Ce lundi matin, j’ai l’humeur maussade. L’air est glacial, le brouillard tellement épais devant la maison. C’est le retour de l’hiver, le temps est arrêté. Sur le chemin de l’école, j’ai râlé et puis je m’en suis voulue, comme à chaque fois. Je redoutais d’arriver en retard, les enfants prenaient tout leur temps pour s’habiller. Pourtant. Un retard de quelques minutes et puis quelle importance ?

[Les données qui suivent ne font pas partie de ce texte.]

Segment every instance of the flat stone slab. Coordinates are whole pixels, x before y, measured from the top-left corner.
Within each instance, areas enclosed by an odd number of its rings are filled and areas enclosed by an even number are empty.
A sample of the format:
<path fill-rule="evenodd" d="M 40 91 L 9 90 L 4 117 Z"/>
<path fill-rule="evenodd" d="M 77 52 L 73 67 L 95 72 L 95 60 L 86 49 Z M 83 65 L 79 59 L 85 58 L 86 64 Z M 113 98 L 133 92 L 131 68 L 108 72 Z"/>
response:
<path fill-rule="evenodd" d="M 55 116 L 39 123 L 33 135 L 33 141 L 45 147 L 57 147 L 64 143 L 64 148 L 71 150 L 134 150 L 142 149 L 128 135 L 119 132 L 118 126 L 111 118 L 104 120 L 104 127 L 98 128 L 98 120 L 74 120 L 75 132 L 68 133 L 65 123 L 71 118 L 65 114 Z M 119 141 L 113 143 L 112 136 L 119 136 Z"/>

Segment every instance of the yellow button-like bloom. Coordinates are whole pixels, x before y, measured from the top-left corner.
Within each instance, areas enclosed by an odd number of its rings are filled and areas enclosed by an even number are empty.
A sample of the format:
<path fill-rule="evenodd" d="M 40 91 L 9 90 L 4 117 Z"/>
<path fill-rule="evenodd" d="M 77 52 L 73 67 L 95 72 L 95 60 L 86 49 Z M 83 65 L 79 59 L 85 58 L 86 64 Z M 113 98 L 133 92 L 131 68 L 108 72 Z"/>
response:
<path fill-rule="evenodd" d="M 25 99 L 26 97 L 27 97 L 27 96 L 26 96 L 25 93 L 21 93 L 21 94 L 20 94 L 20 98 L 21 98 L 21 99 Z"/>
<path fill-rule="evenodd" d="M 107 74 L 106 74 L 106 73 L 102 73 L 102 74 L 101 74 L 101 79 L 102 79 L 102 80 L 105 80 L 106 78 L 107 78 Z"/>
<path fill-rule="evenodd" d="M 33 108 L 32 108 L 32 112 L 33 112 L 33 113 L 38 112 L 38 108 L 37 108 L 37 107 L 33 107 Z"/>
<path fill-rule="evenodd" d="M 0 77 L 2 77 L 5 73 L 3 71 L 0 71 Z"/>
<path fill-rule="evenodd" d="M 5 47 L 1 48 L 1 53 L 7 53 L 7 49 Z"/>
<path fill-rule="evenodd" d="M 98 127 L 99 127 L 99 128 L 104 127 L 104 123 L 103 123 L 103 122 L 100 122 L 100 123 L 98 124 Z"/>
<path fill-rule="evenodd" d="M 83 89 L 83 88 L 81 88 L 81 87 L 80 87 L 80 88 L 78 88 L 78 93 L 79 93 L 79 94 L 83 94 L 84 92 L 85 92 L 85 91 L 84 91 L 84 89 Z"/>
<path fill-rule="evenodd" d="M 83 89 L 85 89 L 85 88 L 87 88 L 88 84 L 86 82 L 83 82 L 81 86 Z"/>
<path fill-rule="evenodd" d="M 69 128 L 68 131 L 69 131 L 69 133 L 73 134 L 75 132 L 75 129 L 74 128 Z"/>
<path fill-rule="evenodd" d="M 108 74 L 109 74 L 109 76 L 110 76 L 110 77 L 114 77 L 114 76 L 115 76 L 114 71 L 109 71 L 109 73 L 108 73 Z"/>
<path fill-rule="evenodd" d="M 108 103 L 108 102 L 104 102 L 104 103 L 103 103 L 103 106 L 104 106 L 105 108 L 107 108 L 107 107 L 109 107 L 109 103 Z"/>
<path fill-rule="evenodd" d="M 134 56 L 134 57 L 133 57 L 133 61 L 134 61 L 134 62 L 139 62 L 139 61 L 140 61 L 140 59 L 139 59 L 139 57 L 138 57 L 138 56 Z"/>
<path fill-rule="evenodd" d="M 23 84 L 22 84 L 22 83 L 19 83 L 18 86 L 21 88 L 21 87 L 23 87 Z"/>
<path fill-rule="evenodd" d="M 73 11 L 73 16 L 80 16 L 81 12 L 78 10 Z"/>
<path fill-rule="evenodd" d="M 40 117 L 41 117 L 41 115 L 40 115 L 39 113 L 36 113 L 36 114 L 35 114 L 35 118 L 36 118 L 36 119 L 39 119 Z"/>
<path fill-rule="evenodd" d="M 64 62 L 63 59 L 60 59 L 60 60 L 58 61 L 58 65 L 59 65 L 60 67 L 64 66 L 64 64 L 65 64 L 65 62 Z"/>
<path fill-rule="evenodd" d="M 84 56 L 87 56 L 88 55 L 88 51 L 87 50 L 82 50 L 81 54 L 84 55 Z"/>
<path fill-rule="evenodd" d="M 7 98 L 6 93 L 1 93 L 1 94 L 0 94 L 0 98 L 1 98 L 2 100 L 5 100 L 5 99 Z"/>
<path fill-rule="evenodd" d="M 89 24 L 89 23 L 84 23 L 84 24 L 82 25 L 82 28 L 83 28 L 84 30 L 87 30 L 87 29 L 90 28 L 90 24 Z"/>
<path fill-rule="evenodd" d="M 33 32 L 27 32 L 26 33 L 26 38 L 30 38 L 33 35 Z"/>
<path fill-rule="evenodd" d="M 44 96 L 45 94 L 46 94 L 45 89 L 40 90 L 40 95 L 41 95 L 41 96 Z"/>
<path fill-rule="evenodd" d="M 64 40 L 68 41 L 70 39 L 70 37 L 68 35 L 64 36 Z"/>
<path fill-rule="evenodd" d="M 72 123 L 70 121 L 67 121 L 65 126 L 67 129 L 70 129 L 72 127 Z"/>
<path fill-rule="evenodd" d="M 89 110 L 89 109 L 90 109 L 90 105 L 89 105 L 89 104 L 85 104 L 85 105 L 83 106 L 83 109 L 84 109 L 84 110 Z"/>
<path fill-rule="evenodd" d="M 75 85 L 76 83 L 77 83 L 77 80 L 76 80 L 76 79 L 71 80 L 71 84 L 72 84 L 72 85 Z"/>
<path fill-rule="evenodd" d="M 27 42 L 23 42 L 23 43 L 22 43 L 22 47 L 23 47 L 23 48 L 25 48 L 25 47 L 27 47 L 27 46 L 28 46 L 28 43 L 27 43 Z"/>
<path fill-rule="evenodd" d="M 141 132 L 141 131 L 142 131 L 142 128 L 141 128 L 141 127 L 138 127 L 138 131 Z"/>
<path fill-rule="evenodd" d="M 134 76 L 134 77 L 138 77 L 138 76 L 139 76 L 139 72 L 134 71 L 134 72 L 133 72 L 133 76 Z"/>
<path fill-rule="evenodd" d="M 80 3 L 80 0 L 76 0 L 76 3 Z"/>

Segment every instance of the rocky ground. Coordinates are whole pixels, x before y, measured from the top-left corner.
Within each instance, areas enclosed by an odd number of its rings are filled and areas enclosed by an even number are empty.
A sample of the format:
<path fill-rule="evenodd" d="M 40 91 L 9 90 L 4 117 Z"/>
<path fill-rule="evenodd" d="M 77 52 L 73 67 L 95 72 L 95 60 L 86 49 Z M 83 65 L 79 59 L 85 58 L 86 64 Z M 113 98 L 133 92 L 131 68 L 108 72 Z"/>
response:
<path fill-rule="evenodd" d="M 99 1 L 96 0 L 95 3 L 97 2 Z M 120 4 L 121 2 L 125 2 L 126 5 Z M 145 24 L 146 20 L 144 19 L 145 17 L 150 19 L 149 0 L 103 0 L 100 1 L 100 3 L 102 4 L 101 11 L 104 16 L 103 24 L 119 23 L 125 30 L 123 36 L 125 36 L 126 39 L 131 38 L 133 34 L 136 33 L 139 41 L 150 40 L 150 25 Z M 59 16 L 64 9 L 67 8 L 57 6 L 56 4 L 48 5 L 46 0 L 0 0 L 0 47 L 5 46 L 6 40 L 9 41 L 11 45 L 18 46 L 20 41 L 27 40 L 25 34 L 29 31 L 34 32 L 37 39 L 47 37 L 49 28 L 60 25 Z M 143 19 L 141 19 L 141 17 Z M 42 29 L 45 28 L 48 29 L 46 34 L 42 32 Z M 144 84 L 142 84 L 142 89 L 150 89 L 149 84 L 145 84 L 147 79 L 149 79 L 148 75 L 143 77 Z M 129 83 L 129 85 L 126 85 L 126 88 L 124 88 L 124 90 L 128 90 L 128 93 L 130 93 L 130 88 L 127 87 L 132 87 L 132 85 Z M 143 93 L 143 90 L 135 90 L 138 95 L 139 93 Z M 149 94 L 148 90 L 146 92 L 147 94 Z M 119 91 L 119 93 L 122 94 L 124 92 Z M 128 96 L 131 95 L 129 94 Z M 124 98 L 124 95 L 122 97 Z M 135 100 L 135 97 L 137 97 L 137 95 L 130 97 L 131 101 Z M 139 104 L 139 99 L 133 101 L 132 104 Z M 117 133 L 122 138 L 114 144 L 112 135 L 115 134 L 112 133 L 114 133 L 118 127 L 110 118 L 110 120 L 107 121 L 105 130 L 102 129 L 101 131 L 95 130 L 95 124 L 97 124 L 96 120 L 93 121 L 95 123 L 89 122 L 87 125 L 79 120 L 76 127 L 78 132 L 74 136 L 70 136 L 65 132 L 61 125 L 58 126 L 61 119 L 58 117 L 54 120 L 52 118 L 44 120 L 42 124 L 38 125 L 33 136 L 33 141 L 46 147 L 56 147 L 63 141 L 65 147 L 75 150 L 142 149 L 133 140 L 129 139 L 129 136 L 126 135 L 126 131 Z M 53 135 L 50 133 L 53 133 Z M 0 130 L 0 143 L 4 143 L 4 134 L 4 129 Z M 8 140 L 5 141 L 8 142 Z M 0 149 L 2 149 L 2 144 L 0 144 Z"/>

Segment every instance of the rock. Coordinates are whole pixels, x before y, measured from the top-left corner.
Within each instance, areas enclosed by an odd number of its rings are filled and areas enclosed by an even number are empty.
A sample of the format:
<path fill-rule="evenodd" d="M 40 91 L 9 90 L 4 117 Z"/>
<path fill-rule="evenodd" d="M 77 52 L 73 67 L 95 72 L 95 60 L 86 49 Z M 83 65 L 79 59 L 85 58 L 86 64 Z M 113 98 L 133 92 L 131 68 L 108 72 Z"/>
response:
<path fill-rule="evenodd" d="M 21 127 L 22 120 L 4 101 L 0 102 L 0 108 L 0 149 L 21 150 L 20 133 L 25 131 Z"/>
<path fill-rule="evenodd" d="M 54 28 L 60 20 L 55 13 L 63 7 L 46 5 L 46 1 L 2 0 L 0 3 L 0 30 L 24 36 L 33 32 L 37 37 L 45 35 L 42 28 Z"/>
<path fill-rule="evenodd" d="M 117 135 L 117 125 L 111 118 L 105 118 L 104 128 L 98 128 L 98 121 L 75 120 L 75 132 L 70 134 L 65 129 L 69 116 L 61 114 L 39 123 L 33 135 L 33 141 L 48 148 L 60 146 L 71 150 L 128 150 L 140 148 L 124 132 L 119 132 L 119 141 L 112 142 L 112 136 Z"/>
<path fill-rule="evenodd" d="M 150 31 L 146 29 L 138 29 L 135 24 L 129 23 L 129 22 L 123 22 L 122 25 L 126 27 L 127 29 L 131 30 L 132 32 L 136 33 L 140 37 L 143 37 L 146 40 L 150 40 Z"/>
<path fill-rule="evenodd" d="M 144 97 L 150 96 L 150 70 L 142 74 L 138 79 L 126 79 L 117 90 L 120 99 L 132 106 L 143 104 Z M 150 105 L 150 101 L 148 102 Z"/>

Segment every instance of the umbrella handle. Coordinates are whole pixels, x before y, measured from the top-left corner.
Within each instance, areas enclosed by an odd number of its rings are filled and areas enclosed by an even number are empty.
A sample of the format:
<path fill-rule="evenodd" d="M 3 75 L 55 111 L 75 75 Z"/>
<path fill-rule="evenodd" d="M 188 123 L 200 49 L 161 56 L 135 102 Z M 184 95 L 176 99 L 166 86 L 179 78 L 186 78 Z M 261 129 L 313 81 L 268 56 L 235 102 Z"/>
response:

Samedi était une belle journée. L’école Montessori près de Chambéry nous ouvrait ses portes, alors on a fait un bon gâteau tout chocolat et nous voilà partis dans la bétaillère avec les copains inséparables Hippolyte et Simon pour un après-midi ouvert à l’épanouissement des sensibilités de nos enfants. Cette pédagogie… J’y pense depuis le début. Je visite ce lieu pour la troisième fois, et à nouveau, je suis sous le charme. Séduite par la petite école à la campagne, le matériel captive toute mon attention. Les enseignantes sont ouvertes et disponibles. Et comme la dernière fois, immédiatement, Anna se fond dans le décor à une vitesse surprenante quand on la connaît un peu. Elle manipule avec soin les pyramides de couleur, elle range un plateau, puis prend un puzzle. Elle se déplace comme si elle avait toujours connu cet environnement. Elle se sent bien. Elle rencontre des petites filles de son âge. Je ne la vois plus de l’après midi. Anna chiffon, Anna secrète, Anna sérieuse, Anna sensible, Anna insoumise, Anna sauvage. Anna dont on nous dit, à l’école traditionnelle « elle recherche l’adulte, elle est un peu à l’écart, elle n’ose pas, elle est fragile. Avez vous pensé à faire un test de QI ?». Et bien, l’ont-ils vue, à l’école Montessori, déambuler avec les enfants de son âge et selon sa fantaisie ? Alors … Bien sûr, il flotte comme un air de Montessori dans la maison. Mais. Le prix est absolument rédhibitoire pour notre bourse.
Aaaah, oui, vraiment, ce lundi matin, j’ai l’humeur maussade.